Силач кинулся выполнять приказание, а Сенатор опять повернулся к Веточке:
— Для чего кусачки? Удовлетворю твою любознательность. Будет так, значит. Перекусим один проводок… Держишься, Веточка? Держись, держись. Перекусим другой… Держишься? Странно. Буквально на честном слове. Да ты у нас чудотворец… Раньше большевиков в коммунистическом раю будешь. Ну, каково тебе мыслится?
Он говорил это, пока Силач бегал за инструментом. Картина, возникшая в воображении Веточки под воздействием этих слов (а на это они и рассчитаны), была столь отчетлива, что если бы он мог стучать зубами, этот стук разносился бы окрест, как цокот копыт. Но Веточка в своем положении мог лишь одно: закрывать глаза и вновь открывать их, с немой мольбой глядя на гимназического товарища. Неужели, же не смягчится его окаменевшее сердце? И за что, за что?! Пожалуй, как ни боялся Веточка смерти и как ни велики были его физические страдания (нестерпимо болит и немеет все тело), — пожалуй, душа болела сейчас еще сильнее. Он чувствовал, что беззвучный вой разрывает ему мозг и душу. Как может человек так жестоко мстить другому человеку только за то, что тот не превратился в скота?.. Пусть неумны, согласен, пусть вздорны его проекты, но думать же человеку свойственно, свойство это от него не отнимешь!.. Теперь уже ясно, что Сенатор рассвирепел не оттого, что ему противны Веточкины идеи, — его рассердило само желание в нынешних обстоятельствах жить интеллектуальной жизнью…
Через минуту, две, много через десять, этой жизни, вообще всякой жизни Веточки придет конец. Он не может, даже если бы хотел, выпросить для себя прощение, покаяться, обещать никогда больше… Что никогда? Ну, а все-таки, если бы?.. Если вытащили бы этот ужасный кляп, раздирающий ему рот, отравляющий его своей тошнотворной вонью?.. Раз — и нет во рту кляпа! Согласился бы он тогда вымолить себе прощение и клятвенно обещать?..
Он не додумал, мысленно не договорил — что́ он должен был обещать, — впрочем, это и без того ясно: речь пошла бы о полной капитуляции — отныне никаких идей, никаких мыслей!.. Но тут раздался какой-то шум, крики: кричали где-то внизу, двумя-тремя этажами ниже, скорей всего на площадке перед Веточкиной квартирой. Скосив через силу взгляд, Веточка увидел, как бесстрастное лицо Сенатора, обернувшегося на шум, исказилось досадой. Значит, что-то заслуживало внимания, даже более чем внимания? Истерзанное сердце Веточки, подстегнутое надеждой, забилось сильнее. Усилился и шум, донеслись визгливые выкрики:
— Бандит!.. Ишь, ворюга, куда забрался!.. А ты узнаёшь этого прощелыгу?.. Мазурик!.. Духу твоего чтоб!..
Дальше следовала нецензурная брань (в те годы еще не частая в женских устах и потому особенно устрашающая), послышался топот ног вниз по лестнице: очевидно, это бежал с поля брани Силач, он же знаменитый Магомет-Хан, он же бесстрашный русский богатырь Михаил Хряпков…
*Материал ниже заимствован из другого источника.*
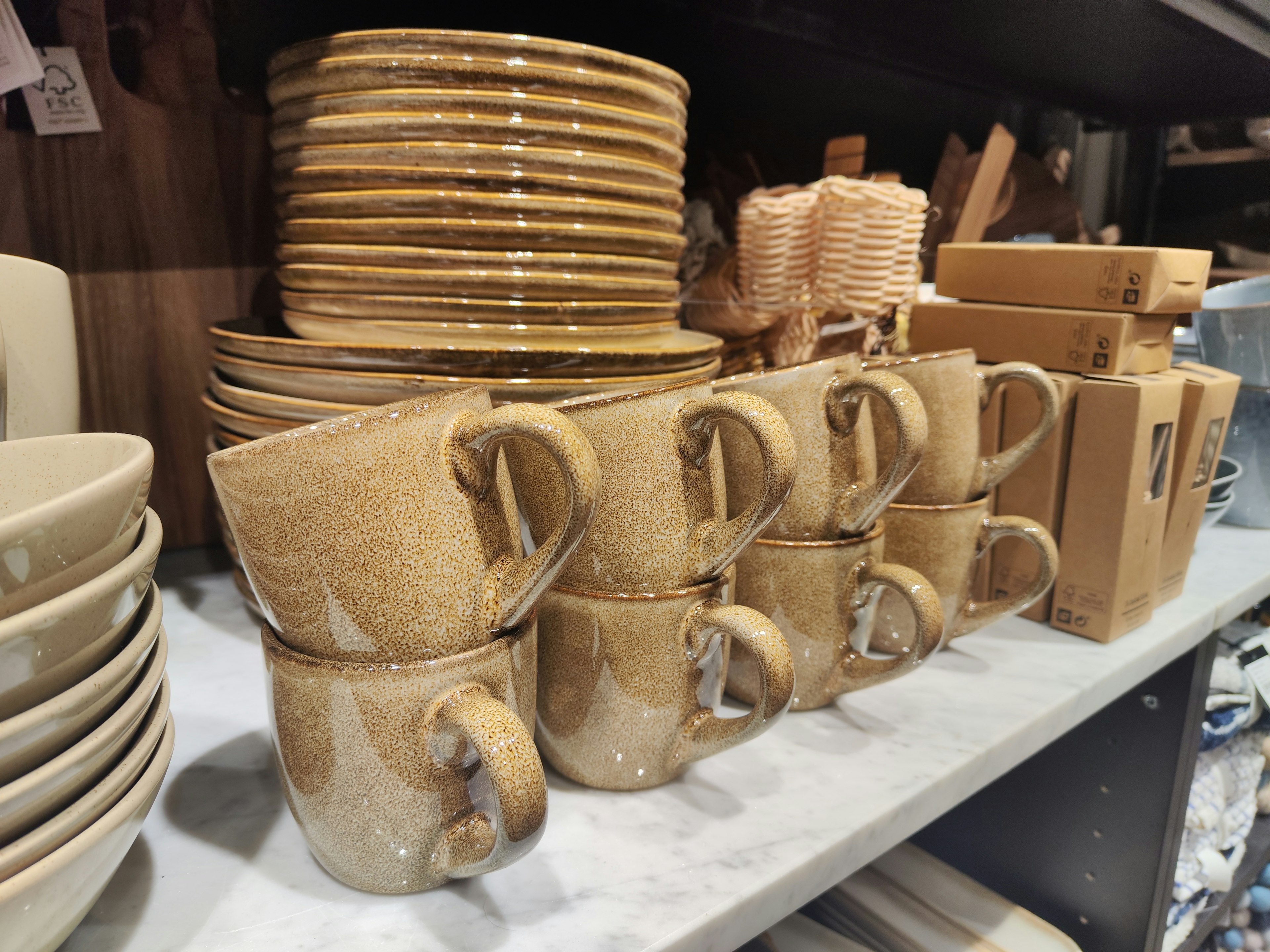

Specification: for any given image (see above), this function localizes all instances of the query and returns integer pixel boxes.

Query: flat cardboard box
[989,372,1082,622]
[908,301,1176,375]
[1050,373,1182,642]
[935,241,1213,313]
[1156,361,1240,606]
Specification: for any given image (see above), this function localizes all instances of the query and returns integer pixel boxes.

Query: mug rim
[886,494,988,512]
[260,611,538,674]
[864,346,974,371]
[753,519,886,548]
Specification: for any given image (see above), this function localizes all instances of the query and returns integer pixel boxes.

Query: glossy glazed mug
[865,350,1058,508]
[714,354,926,541]
[260,617,547,892]
[507,381,795,593]
[207,386,599,661]
[728,522,944,711]
[870,499,1058,651]
[537,571,794,789]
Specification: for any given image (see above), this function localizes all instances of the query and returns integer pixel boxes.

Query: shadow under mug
[865,350,1058,502]
[260,618,547,892]
[537,571,794,789]
[870,499,1058,651]
[207,386,599,661]
[507,379,795,593]
[728,523,944,711]
[714,354,926,541]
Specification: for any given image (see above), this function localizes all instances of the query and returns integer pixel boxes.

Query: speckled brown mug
[714,354,926,541]
[207,386,599,661]
[870,499,1058,651]
[728,522,944,711]
[260,617,547,892]
[865,350,1058,505]
[507,381,795,593]
[538,571,794,789]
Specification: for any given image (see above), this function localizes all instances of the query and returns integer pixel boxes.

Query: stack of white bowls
[0,433,173,949]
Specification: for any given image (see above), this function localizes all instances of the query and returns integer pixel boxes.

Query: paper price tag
[0,0,43,94]
[21,46,102,136]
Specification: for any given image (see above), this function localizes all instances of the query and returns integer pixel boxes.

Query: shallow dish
[268,29,688,103]
[0,583,163,783]
[275,263,679,306]
[212,352,723,409]
[277,188,683,235]
[208,371,368,423]
[284,311,723,377]
[282,290,679,327]
[199,393,293,442]
[273,89,688,148]
[0,509,163,718]
[0,721,174,952]
[266,51,688,124]
[0,632,168,843]
[278,217,687,261]
[0,433,154,607]
[273,141,683,192]
[0,677,171,881]
[269,110,683,171]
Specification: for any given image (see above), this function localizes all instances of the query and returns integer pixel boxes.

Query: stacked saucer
[0,433,173,948]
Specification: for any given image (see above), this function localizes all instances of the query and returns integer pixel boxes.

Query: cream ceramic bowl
[0,594,163,783]
[0,637,168,843]
[0,722,174,952]
[0,433,154,597]
[212,352,723,406]
[0,678,171,882]
[0,509,163,720]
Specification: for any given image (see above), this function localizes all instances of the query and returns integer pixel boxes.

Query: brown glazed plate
[266,53,688,124]
[269,112,685,171]
[273,165,683,212]
[273,139,683,192]
[212,350,723,406]
[275,188,683,235]
[278,217,687,261]
[273,89,688,148]
[277,244,677,281]
[268,29,688,103]
[274,264,679,303]
[208,317,723,379]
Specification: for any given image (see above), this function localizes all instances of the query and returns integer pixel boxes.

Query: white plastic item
[0,255,79,439]
[767,913,870,952]
[870,843,1080,952]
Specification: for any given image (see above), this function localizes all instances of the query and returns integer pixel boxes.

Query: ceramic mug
[538,571,794,789]
[714,354,926,541]
[870,499,1058,651]
[260,617,547,892]
[207,386,599,661]
[507,381,794,593]
[728,522,944,711]
[865,350,1058,510]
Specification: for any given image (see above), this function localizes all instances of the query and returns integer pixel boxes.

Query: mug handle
[420,683,547,880]
[443,404,599,631]
[949,515,1058,639]
[668,599,794,772]
[961,361,1058,503]
[824,371,926,536]
[673,390,795,581]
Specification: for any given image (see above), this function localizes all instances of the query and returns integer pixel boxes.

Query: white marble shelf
[64,527,1270,952]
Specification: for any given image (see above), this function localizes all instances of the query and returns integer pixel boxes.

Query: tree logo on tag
[30,66,77,95]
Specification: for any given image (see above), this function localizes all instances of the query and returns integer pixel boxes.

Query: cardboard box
[989,373,1082,622]
[1050,373,1182,641]
[935,241,1213,313]
[908,301,1176,375]
[1156,361,1240,606]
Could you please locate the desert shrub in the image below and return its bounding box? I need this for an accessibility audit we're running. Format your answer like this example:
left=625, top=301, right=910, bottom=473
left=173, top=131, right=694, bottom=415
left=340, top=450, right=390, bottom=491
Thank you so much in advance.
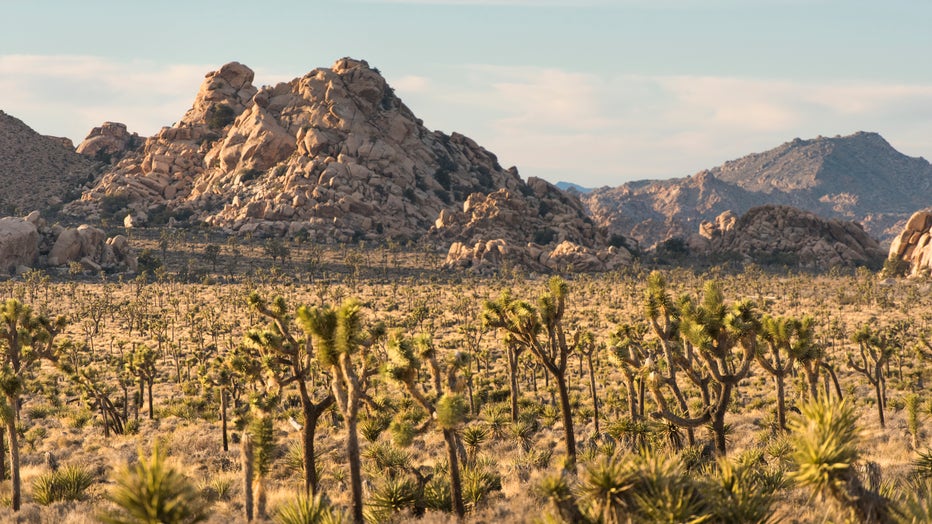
left=32, top=464, right=95, bottom=506
left=272, top=492, right=343, bottom=524
left=102, top=446, right=205, bottom=524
Что случилось? Почему он не бросился сюда, где его ждет соратник? Вдвоем они могут противостоять по меньшей мере десятку голодающих петроградцев, а тут всего-то две языкастые бабы. Веточка теперь явственно разбирал голоса своих квартирных соседок — Кармен и дворничихи. Голоса не утихли, не удалились, торжествуя победу над бежавшим чемпионом, — наоборот, приблизились: женщины, возбужденно переговариваясь, поднимались по лестнице. Веточка их не видел, он не мог повернуть головы, — да и к этому часу успело основательно стемнеть, короткий зимний денек кончался.
Неизвестно, видел их или только мог слышать Сенатор, но он попытался рвануть запертую на огромный амбарный замок чердачную дверь, — увы, оказалась кишка тонка! Вообще подходящий момент был упущен: женщины поднялись уже на четвертый этаж. Теперь они несомненно видели здесь в полумраке что-то неладное, — видели и все-таки бесстрашно поднимались.
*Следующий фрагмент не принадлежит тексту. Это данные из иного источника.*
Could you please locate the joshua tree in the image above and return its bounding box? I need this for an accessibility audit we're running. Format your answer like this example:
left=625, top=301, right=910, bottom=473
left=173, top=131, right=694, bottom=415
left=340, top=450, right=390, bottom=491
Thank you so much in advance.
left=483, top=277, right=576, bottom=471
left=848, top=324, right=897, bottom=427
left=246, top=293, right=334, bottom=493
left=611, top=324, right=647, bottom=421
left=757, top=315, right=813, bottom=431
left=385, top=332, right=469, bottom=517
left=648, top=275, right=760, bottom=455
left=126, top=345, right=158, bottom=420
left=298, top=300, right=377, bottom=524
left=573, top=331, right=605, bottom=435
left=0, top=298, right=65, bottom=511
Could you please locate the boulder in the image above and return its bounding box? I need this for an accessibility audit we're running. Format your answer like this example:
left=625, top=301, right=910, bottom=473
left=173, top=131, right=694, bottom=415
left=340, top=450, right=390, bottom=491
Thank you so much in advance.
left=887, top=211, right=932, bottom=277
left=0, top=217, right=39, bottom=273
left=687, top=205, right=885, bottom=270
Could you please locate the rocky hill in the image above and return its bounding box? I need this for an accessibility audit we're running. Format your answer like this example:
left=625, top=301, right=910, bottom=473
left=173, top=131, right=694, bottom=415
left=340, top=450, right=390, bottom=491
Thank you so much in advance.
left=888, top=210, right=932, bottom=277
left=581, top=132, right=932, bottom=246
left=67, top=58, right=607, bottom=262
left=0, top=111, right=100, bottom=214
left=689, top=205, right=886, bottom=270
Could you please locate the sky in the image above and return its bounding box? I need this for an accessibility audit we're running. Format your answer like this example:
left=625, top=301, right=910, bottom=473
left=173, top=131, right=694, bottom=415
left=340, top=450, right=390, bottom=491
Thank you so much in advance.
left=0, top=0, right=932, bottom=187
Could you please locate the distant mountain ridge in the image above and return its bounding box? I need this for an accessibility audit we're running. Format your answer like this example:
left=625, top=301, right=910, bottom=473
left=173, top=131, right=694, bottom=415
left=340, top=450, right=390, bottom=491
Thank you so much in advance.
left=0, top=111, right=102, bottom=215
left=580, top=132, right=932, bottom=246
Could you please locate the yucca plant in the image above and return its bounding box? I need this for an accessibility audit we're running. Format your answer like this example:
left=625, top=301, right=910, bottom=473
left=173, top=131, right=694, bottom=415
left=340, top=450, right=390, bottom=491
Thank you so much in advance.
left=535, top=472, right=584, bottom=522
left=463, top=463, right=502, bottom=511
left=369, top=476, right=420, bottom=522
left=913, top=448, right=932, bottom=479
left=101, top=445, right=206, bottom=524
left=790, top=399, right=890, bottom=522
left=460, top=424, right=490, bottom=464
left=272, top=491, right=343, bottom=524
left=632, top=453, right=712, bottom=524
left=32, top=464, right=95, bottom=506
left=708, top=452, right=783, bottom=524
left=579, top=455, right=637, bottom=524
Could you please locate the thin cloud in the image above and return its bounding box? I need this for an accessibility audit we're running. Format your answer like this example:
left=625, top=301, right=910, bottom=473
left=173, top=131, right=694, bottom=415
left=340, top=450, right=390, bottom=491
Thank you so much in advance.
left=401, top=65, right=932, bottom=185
— Кто там? — строго спросила дворничиха, бдительно вглядываясь в темноту. — Господи! — разглядела она висящего в кресле Веточку. — Дуська!! — взвизгнула она. — Смертоубийство! Беги за милицией!..
Не успела Дуська (иначе — Кармен) сделать шаг, как Сенатор, стряхнув с себя оцепенение, ринулся мимо них вниз.
— Дуська!! — снова взвизгнула дворничиха.
— Аниска!!! — вдвое громче взвизгнула Кармен.
— Держи! Держи его! — завизжали они в один голос.
Поздно. Сенатор уже топал двумя этажами ниже.
Что произошло дальше? Как выручен был из своей сверхопасной позиции Веточка? Как его вытащили и освободили от пут эти добрые (?!) женщины? Честно говоря, ничего этого потом Веточка не помнил, да и не мог помнить: то ли от перенесенных страданий, то ли от радости близящегося спасения, он лишился чувств.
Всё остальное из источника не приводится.